The significance of heat exchange in maintaining the regular operation of marine turbines cannot be understated, as these engines require precise temperature control for optimal functionality. Heat exchangers play a pivotal role in marine engines, encompassing main and auxiliary oil coolers, cylinder liners, freshwater coolers, fuel heaters, steam condensers, water heaters, and other essential equipment.
Seawater heat exchangers, including plate heat exchangers, are among the most critical types of equipment used in marine engines due to the unique working environment of ships. Vibration, shock, large-angle tilt, noise, high salt concentration, high humidity, and extreme plate corrosion are all factors that pose exceptional demands on heat exchangers.
Furthermore, the limited space and stringent quality requirements of marine structures make it difficult to accommodate heat exchangers. Traditional heat exchangers use water as the heat transfer medium, while marine heat exchangers typically use oil and water. The plate heat exchanger has emerged as a practical solution to many of these issues and is expected to become more prevalent in marine vessels in the future, especially as a marine heat exchanger.
In marine turbine systems, the use of plate heat exchangers has gained popularity due to their compact size and volume. To ensure maximum efficiency in a limited space, finite element analysis is employed to eliminate unnecessary parts of the plate and reduce weak points by locally thickening them according to the actual stress and strain distribution.

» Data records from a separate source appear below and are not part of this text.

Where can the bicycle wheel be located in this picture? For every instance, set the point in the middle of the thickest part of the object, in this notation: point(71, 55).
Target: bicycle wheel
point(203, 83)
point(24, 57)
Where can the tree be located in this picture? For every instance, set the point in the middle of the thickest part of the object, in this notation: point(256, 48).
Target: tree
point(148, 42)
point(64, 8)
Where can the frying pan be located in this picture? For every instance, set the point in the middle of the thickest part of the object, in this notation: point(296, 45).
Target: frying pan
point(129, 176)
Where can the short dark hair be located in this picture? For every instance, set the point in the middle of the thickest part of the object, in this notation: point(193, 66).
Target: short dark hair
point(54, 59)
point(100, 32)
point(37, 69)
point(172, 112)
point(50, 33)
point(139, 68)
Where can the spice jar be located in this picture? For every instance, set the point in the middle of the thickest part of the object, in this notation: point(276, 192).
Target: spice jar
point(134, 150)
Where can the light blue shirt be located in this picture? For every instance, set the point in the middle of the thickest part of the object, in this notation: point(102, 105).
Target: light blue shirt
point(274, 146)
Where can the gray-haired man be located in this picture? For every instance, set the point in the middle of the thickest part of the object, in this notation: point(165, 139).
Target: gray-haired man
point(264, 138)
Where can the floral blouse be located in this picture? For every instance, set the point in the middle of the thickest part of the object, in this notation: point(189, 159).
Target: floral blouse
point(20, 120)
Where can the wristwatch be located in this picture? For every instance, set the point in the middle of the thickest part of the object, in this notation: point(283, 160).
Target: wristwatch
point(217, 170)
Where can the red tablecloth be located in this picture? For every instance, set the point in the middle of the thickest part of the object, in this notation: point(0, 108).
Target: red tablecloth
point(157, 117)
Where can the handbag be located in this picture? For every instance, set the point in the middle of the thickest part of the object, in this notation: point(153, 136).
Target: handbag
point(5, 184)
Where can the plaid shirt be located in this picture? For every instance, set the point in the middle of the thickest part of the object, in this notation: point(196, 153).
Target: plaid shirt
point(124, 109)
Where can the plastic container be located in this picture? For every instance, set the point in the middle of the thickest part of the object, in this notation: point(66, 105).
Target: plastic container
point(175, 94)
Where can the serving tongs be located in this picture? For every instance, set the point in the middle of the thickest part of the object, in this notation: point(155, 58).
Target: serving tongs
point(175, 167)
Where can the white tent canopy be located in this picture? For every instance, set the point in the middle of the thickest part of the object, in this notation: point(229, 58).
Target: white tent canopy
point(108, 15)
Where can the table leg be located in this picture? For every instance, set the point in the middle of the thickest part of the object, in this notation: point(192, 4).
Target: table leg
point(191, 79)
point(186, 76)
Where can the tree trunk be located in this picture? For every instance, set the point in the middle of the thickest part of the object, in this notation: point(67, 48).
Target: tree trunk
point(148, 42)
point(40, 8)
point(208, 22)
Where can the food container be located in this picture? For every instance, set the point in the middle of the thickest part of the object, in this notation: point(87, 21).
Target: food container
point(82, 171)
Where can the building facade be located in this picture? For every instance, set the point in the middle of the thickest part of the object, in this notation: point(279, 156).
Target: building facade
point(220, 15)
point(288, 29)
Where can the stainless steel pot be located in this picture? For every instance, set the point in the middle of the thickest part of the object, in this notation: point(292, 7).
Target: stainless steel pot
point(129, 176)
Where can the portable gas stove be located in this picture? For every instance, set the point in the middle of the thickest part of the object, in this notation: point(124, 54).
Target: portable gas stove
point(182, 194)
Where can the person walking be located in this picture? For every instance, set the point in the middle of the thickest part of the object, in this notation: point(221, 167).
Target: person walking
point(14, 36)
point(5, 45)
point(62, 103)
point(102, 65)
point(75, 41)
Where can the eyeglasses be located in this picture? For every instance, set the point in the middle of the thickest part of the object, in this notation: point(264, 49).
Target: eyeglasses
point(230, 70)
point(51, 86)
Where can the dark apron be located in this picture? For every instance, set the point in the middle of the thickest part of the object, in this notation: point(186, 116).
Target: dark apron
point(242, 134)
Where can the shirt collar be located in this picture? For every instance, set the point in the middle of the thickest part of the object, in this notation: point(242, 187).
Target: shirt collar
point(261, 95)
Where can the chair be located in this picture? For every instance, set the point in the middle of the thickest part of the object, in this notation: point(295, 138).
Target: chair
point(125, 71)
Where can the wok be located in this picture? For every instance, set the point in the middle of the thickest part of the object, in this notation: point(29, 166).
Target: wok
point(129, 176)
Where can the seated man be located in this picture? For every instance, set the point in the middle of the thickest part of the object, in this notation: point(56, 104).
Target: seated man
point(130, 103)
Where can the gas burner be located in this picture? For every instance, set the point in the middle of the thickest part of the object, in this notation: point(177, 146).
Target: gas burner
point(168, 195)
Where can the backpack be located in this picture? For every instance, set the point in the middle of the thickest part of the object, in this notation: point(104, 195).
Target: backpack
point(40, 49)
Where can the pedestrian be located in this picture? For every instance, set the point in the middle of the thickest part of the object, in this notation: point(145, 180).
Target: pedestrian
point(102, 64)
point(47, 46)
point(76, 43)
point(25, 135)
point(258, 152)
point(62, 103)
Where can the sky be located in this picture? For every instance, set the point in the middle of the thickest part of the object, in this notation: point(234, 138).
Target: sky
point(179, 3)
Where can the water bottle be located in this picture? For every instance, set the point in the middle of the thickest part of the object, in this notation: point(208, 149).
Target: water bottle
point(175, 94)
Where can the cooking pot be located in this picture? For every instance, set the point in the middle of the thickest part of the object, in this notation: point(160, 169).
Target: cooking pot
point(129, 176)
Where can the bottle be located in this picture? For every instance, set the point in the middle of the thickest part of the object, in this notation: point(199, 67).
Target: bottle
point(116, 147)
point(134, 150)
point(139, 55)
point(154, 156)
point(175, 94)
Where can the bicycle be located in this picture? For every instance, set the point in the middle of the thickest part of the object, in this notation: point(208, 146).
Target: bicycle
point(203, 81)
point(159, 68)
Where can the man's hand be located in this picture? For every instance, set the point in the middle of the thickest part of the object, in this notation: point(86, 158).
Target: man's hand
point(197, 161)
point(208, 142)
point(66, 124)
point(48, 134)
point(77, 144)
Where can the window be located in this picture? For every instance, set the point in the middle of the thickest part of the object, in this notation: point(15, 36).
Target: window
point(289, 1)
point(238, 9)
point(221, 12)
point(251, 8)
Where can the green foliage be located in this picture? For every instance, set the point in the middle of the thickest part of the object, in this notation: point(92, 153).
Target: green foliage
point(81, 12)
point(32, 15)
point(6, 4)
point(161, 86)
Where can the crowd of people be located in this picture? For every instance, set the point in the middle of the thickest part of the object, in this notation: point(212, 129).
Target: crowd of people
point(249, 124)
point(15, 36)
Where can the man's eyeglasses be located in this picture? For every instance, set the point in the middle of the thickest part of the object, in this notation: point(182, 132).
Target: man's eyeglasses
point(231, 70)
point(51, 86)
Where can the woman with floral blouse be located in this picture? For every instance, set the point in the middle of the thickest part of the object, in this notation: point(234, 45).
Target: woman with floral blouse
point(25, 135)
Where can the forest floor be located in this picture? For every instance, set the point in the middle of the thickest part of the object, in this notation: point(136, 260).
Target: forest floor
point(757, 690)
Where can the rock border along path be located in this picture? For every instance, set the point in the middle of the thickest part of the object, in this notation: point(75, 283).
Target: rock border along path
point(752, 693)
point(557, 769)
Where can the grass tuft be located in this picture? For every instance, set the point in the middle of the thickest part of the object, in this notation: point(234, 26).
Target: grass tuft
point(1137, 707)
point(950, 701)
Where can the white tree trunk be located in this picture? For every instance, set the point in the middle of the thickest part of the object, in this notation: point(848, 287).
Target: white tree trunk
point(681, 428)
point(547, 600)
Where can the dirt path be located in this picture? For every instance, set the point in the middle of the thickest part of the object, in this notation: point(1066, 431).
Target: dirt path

The use of gas cutting methods is applied to reduce the impact of welding deformation on the strength of the heat exchanger. The inner plate and panel are welded together to eliminate residual stress. These measures allow optimal use of the equipment in a limited space, ensuring reliable heat transfer and operation of the marine turbine system. Our marine heat exchangers, including heat exchanger marine and marine engine heat exchanger, offer compact and lightweight solutions tailored to vessel requirements.
To ensure the stability of marine heat exchangers or seawater heat exchangers, a multi-point fixed method is employed to fix all selected parts and a rib structure is used to increase the stability of critical parts. The enhanced installation stability leads to optimized heat exchange efficiency and effectiveness of the plate heat exchanger, as problems such as vibration can otherwise negatively impact the heat transfer process.
Due to the direct contact of many turbines with seawater during operation, the heat transfer medium is significantly impacted. As a result, high corrosion-resistant materials, such as titanium, are frequently used for the plate in the turbine, despite its lower quality compared to stainless steel. Thorough 100% color penetration tests during routine inspections maintain the quality of our marine oil cooler heat exchanger and marine engine heat exchanger.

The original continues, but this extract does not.